2. Process each source following the single ingest flow. Defer cross-referencing between sources until step 3.
3. After all sources: do a cross-reference pass. Look for connections between the newly ingested sources.
4. Update index, hot cache, and log once at the end (not per-source).
5. Report: "Processed N sources. Created X pages, updated Y pages. Here are the key connections I found."
Batch ingest is less interactive. For 30+ sources, expect significant processing time. Check in with the user after every 10 sources.
---
## Context Window Discipline
Token budget matters. Follow these rules during ingest:
- Read `wiki/hot.md` first. If it contains the relevant context, don't re-read full pages.
- Read `wiki/index.md` to find existing pages before creating new ones.
- Read only 3-5 existing pages per ingest. If you need 10+, you are reading too broadly.

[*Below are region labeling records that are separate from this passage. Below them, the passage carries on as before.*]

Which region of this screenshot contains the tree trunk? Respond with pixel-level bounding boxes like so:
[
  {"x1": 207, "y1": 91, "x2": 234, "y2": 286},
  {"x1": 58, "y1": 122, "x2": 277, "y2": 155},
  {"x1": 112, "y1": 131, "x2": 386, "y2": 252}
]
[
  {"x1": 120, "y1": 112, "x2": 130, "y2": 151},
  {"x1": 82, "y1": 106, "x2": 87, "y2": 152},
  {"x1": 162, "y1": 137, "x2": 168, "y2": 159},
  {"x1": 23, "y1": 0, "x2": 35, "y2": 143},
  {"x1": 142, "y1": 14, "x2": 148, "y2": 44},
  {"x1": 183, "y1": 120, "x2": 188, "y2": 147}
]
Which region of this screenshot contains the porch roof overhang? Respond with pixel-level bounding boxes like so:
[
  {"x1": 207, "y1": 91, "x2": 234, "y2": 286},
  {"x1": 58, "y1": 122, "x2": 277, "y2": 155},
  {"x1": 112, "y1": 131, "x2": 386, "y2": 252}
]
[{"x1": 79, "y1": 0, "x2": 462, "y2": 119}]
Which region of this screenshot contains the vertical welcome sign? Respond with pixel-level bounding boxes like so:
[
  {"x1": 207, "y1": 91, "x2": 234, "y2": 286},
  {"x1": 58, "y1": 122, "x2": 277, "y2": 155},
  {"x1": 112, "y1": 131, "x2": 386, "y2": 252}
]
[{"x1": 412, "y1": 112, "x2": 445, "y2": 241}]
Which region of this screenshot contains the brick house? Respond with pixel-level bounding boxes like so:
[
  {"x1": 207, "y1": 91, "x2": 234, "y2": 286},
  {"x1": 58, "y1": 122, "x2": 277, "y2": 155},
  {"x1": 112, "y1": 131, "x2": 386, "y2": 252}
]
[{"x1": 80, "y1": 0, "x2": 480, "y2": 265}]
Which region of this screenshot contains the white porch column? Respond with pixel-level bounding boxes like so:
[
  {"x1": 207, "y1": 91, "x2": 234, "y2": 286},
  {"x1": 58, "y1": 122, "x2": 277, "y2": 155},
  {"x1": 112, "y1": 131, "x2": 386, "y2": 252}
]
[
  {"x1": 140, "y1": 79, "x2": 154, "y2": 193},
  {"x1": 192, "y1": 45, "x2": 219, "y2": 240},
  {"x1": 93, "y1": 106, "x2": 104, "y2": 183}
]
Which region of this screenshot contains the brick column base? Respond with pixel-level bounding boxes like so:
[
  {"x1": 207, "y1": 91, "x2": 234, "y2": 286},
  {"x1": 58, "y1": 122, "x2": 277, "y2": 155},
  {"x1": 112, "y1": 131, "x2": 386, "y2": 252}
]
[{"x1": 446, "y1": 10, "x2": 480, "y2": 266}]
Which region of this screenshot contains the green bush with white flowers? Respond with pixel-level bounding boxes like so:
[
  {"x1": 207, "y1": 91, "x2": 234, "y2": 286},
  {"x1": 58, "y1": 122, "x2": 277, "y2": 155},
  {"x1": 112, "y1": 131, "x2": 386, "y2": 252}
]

- Use PATCH for surgical edits. Never re-read an entire file just to update one field.
- Keep wiki pages short. 100-300 lines max. If a page grows beyond 300 lines, split it.
- Use search (`/search/simple/`) to find specific content without reading full pages.
---
## Contradictions
When new info contradicts an existing wiki page:
On the existing page, add:
```markdown
> [!contradiction] Conflict with [[New Source]]
> [[Existing Page]] claims X. [[New Source]] says Y.
> Needs resolution — check dates, context, and primary sources.
```
On the new source summary, reference it:
```markdown
> [!contradiction] Contradicts [[Existing Page]]
> This source says Y, but existing wiki says X. See [[Existing Page]] for details.
```
Do not silently overwrite old claims. Flag and let the user decide.
---
## What Not to Do
- Do not modify anything in `.raw/`. These are immutable source documents.
- Do not create duplicate pages. Always check the index and search before creating.
- Do not skip the log entry. Every ingest must be recorded.
- Do not skip the hot cache update. It is what keeps future sessions fast.